Romero Rainey: I’m optimistic that the new law is one more step in this process of creating an environment that is more favorable for de novo applications and charters. I envision that we’ll continue to see a little bit of all of what you describe as we move forward. Again, it depends on what the needs are within that individual community.
As we see the need and desire for a local ownership group, a local lender, that is certainly what has spurred several of the applications up to this point, similar to my bank’s story so many years ago. There is a need for someone that understands local businesses and the dynamics of the local economy and can respond accordingly. For that model to succeed for multiple generations would be great, but I think the new law is the first step.
Q6. Related question: Do you see the pace of consolidation slowing as a result of regulatory relief or other factors?
Romero Rainey: I think we can see some slowing. But I also think we will continue to see some level of consolidation. But again, what we here at ICBA are trying to do is create a proportionate environment so that those who want to operate a community bank can continue to do so and not have a disproportionate regulatory burden that drives further consolidation.
There will always be economic factors at work, but let’s think about the business model and the regulatory environment in which we operate and limit that impact in terms of the consolidation decisions that are made.
Sometimes it is sad news when we hear that bankers who have done great things in their communities announce a merger. For me, that is another motivator to say, “How do we stem this tide? How do we not lose these assets within the community banking industry and ensure that the local needs of communities are met?”
Q7. You’ve only been ICBA head for a few weeks, but can you comment on what’s similar and what’s different about being CEO of a bank versus CEO of a trade association?
Romero Rainey: For me, the similarities are quite interesting. In my bank, I was serving my customers. The bank was providing the tools and resources—albeit in the form of capital or deposit products—to help local businesses thrive or to help people build their house or to build for their retirement or their future.
Obviously here, we’re serving community bank members.

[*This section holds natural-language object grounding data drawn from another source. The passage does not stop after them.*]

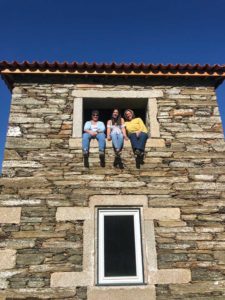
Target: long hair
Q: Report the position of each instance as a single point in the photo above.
(116, 121)
(131, 111)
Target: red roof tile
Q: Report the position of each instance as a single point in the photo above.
(108, 68)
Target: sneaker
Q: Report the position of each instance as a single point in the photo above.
(118, 152)
(137, 152)
(85, 153)
(101, 153)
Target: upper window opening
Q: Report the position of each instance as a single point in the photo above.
(119, 246)
(105, 107)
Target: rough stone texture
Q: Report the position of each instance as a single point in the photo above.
(7, 259)
(184, 170)
(10, 215)
(70, 279)
(120, 293)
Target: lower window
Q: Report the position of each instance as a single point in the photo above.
(119, 246)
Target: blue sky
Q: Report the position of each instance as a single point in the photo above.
(149, 31)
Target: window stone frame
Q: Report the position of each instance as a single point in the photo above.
(152, 110)
(89, 274)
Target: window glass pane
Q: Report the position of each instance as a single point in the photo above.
(119, 246)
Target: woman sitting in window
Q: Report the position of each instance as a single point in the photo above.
(116, 131)
(137, 133)
(94, 129)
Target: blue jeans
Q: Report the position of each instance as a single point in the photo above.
(138, 142)
(100, 137)
(117, 140)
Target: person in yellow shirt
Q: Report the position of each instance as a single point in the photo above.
(137, 132)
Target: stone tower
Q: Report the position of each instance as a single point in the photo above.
(54, 211)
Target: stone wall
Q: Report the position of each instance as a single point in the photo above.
(43, 172)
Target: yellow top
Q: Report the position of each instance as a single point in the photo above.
(134, 125)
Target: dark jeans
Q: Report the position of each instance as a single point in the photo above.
(138, 142)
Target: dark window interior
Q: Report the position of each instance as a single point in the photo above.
(106, 106)
(119, 246)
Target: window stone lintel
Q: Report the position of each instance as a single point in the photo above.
(75, 143)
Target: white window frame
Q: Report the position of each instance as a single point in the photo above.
(120, 280)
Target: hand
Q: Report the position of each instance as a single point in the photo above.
(93, 133)
(138, 133)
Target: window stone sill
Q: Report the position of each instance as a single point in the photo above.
(75, 143)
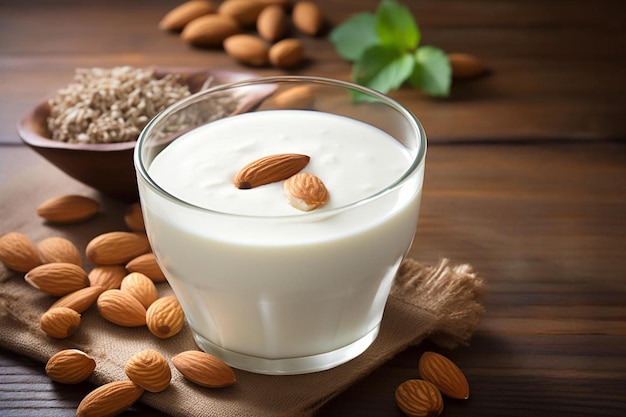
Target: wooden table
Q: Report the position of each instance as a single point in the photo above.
(526, 181)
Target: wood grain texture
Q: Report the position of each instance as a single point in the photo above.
(525, 180)
(555, 67)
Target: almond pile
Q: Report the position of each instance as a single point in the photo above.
(123, 286)
(303, 190)
(423, 397)
(253, 32)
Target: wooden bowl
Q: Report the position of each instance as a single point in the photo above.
(106, 167)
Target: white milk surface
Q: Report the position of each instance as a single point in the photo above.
(272, 287)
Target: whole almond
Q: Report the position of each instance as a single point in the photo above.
(210, 30)
(147, 265)
(204, 369)
(247, 49)
(466, 66)
(150, 370)
(68, 209)
(59, 249)
(272, 23)
(179, 16)
(305, 191)
(419, 398)
(165, 317)
(141, 287)
(133, 217)
(444, 374)
(245, 12)
(287, 53)
(59, 322)
(121, 308)
(79, 300)
(116, 248)
(300, 97)
(109, 399)
(307, 17)
(58, 278)
(70, 366)
(18, 252)
(269, 169)
(108, 277)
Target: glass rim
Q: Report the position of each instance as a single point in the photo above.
(413, 168)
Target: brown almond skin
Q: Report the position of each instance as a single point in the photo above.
(70, 366)
(287, 53)
(147, 265)
(247, 49)
(204, 369)
(419, 398)
(307, 17)
(210, 30)
(273, 23)
(59, 322)
(58, 278)
(150, 370)
(109, 399)
(444, 374)
(18, 252)
(245, 12)
(269, 169)
(179, 16)
(59, 249)
(68, 209)
(116, 248)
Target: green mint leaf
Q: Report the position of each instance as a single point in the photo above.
(383, 68)
(432, 73)
(395, 26)
(355, 35)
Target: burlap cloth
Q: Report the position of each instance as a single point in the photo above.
(439, 301)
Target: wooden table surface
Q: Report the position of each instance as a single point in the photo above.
(525, 180)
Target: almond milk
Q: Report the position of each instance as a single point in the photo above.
(265, 286)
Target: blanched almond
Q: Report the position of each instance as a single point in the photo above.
(116, 248)
(59, 249)
(70, 366)
(68, 209)
(58, 278)
(59, 322)
(18, 252)
(305, 191)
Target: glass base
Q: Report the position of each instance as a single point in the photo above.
(289, 366)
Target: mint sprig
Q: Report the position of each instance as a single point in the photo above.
(385, 50)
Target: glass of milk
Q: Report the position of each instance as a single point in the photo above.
(265, 286)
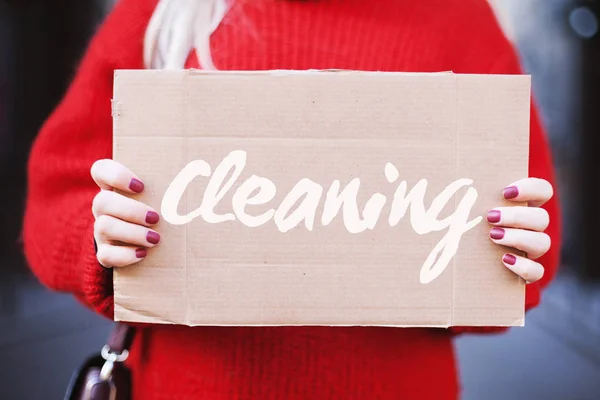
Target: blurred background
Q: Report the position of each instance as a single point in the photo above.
(44, 336)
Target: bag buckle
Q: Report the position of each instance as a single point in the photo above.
(111, 358)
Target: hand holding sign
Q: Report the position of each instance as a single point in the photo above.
(120, 219)
(523, 227)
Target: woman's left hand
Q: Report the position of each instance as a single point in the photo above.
(523, 227)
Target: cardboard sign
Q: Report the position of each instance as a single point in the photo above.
(321, 197)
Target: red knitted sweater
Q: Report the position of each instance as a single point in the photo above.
(174, 362)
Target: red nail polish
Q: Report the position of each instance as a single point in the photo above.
(509, 259)
(497, 233)
(494, 216)
(151, 217)
(511, 192)
(153, 237)
(136, 185)
(140, 253)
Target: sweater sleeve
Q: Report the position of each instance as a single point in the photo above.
(58, 223)
(540, 166)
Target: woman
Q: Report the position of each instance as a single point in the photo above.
(173, 362)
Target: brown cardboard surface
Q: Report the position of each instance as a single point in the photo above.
(323, 126)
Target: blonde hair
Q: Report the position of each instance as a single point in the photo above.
(179, 26)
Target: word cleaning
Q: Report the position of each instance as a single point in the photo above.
(257, 190)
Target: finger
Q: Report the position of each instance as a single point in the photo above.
(119, 256)
(109, 174)
(527, 269)
(535, 244)
(532, 218)
(109, 229)
(532, 190)
(116, 205)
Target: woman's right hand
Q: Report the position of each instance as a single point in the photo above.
(122, 229)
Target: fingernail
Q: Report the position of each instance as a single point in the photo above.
(509, 259)
(151, 217)
(497, 233)
(153, 237)
(494, 216)
(136, 185)
(140, 253)
(511, 192)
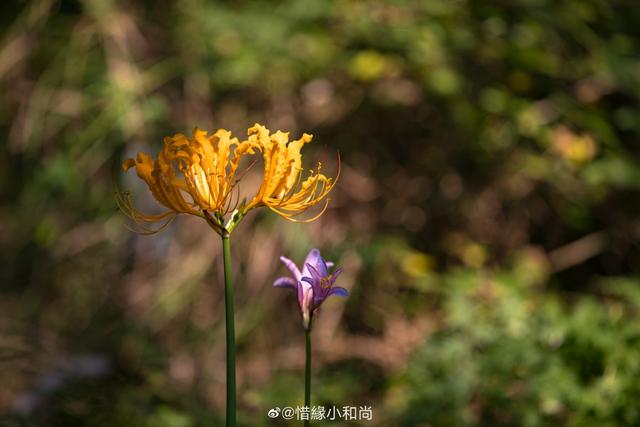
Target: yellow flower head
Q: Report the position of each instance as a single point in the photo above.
(197, 176)
(282, 190)
(192, 176)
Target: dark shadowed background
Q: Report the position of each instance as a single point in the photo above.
(487, 216)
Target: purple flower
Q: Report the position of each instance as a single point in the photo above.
(313, 284)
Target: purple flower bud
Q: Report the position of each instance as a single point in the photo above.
(313, 284)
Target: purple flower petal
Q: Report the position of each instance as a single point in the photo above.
(285, 282)
(335, 274)
(291, 266)
(313, 258)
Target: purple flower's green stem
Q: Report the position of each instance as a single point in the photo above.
(307, 376)
(231, 341)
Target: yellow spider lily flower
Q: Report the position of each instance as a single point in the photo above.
(281, 190)
(191, 176)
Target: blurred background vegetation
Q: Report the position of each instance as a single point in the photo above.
(486, 216)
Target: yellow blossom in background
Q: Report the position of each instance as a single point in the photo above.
(191, 176)
(282, 190)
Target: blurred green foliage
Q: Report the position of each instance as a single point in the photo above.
(487, 215)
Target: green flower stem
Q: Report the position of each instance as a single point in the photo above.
(307, 376)
(231, 340)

With each one of them, we’re providing the tools and resources to help their institutions thrive. So it’s all this concept of helping to provide, collaborate, and network to build for a successful future.
More personally, being a community bank CEO, you are always “on.” That could be when I was at my girls’ sporting events or in line at the grocery store when somebody would have a question or an idea they wanted to explore with you or a need that had to be resolved immediately.
It’s the same thing here in Washington, where we’re working in an environment where Congress is always on, and where the regulators are always on. So you have to be available and always on to be able to respond and meet those needs. Those are the areas that I’ve found to be very similar.
As far as different? The only thing that comes to mind is that the offices here aren’t as loud as the bank lobby is. In a bank lobby, you have lots of customer traffic in and out.
But in both cases, the job is a calling. It is good work to be doing. And when you have a mission to serve, I’ve found that as long as you enjoy what you do and see the impact at the end of the day, you can do the long hours or long nights forever.